The computer 900 may operate in a network environment 938 through the use of a communications device 940, which is integral to the computer or remote therefrom. This communications device 940 is operable by and in communication to the other components of the computer 900 through a communications interface 942. Using such an arrangement, the computer 900 may connect with or otherwise communicate with one or more remote computers, such as a remote computer 944, which may be a personal computer, a server, a router, a network personal computer, a peer device, or other common network nodes, and typically includes many or all of the components described above in connection with the computer 900. Using appropriate communication devices 940, e.g., a modem, a network interface or adapter, etc., the computer 900 may operate within and communication through a local area network (LAN) and a wide area network (WAN), but may also include other networks such as a virtual private network (VPN), an office network, an enterprise network, an intranet, the Internet, etc. It will be appreciated that the network connections shown are exemplary and other means of establishing a communications link between the computers 900, 944 may be used.

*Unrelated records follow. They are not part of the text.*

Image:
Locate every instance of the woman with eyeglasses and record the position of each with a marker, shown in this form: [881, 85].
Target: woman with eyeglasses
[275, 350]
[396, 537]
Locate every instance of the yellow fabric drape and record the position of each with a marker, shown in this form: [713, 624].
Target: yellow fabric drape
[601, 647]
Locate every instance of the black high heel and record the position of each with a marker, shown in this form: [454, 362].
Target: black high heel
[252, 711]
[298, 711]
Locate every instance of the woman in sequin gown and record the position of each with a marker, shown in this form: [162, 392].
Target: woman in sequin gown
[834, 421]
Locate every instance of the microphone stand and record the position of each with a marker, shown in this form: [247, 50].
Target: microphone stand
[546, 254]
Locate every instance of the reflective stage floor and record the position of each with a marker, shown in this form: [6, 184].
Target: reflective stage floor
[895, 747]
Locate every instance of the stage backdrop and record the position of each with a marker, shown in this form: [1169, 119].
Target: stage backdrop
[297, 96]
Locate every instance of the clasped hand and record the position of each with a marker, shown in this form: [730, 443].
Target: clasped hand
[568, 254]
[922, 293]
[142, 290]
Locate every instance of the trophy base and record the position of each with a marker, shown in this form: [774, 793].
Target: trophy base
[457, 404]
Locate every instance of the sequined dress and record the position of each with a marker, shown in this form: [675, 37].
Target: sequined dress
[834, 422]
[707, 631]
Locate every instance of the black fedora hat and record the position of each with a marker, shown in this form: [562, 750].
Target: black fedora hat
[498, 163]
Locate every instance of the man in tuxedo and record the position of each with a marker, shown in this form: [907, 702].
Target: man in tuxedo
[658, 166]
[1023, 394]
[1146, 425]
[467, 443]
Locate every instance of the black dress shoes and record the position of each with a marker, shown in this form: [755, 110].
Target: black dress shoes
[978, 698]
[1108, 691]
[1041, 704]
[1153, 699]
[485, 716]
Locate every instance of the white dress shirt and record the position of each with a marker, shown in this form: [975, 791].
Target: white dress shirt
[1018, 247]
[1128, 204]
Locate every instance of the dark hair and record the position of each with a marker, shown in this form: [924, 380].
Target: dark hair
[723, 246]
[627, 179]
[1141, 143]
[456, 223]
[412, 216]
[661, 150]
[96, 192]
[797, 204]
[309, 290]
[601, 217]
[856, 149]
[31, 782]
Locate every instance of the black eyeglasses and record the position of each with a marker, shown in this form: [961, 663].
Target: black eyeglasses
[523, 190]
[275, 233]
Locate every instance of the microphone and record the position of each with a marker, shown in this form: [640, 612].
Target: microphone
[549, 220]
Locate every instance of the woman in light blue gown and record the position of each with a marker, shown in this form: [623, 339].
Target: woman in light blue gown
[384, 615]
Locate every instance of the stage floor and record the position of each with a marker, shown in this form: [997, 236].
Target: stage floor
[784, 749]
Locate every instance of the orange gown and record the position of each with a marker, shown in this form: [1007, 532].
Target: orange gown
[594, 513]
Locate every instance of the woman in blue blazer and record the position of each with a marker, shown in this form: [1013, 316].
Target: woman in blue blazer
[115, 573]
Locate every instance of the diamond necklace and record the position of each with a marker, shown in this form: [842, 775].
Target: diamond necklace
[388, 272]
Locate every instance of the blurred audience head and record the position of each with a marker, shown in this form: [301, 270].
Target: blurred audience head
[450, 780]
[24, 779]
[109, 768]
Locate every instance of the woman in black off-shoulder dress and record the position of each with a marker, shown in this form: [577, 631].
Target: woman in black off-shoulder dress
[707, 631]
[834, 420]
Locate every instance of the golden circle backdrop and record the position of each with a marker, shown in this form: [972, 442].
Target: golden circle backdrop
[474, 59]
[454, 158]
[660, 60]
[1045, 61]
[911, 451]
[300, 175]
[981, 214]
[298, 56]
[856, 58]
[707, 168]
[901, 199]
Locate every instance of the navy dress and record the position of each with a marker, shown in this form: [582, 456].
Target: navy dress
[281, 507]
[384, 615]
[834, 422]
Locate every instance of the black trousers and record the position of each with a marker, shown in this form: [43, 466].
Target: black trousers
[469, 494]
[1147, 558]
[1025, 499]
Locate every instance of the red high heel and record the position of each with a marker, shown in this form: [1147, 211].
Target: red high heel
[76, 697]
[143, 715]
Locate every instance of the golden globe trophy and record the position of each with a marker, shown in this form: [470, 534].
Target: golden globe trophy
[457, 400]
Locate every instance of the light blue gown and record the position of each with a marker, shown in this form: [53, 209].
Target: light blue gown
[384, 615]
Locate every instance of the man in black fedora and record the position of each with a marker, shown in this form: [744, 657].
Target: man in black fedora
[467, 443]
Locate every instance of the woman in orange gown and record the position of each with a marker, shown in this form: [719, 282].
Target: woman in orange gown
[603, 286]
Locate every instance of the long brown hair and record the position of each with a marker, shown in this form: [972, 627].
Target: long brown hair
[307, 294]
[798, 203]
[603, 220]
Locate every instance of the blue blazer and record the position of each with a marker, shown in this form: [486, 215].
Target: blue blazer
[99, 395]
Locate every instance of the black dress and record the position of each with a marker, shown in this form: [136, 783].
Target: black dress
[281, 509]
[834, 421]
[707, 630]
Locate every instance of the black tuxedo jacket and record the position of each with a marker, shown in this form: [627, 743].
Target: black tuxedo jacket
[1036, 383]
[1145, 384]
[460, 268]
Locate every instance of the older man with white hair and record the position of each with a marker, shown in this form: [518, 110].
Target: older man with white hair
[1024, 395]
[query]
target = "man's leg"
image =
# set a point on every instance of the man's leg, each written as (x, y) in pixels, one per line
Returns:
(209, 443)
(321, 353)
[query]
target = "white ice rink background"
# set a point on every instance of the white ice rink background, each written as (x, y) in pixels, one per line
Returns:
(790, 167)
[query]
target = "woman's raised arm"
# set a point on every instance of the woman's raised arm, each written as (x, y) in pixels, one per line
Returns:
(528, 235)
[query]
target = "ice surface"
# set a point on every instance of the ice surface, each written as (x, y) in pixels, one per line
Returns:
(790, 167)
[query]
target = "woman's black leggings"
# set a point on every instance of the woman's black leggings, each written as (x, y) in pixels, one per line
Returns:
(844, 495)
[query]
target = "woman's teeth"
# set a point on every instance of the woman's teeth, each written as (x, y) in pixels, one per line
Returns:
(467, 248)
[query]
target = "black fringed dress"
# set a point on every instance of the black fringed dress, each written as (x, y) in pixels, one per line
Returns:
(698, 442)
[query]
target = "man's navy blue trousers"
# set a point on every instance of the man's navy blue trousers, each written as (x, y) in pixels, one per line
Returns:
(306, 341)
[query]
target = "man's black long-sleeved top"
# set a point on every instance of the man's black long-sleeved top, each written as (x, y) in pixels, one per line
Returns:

As used herein, the computer 900 includes or is operable to execute appropriate custom-designed or conventional software to perform and implement the processing steps of the method and system of the present invention, thereby, forming a specialized and particular computing system. Accordingly, the presently-invented method and system may include one or more computers 900 or similar computing devices having a computer-readable storage medium capable of storing computer-readable program code or instructions that cause the processing unit 902 to execute, configure or otherwise implement the methods, processes, and transformational data manipulations discussed hereinafter in connection with the present invention. Still further, the computer 900 may be in the form of a personal computer, a personal digital assistant, a portable computer, a laptop, a palmtop, a mobile device, a mobile telephone, a server, or any other type of computing device having the necessary processing hardware to appropriately process data to effectively implement the presently-invented computer-implemented method and system.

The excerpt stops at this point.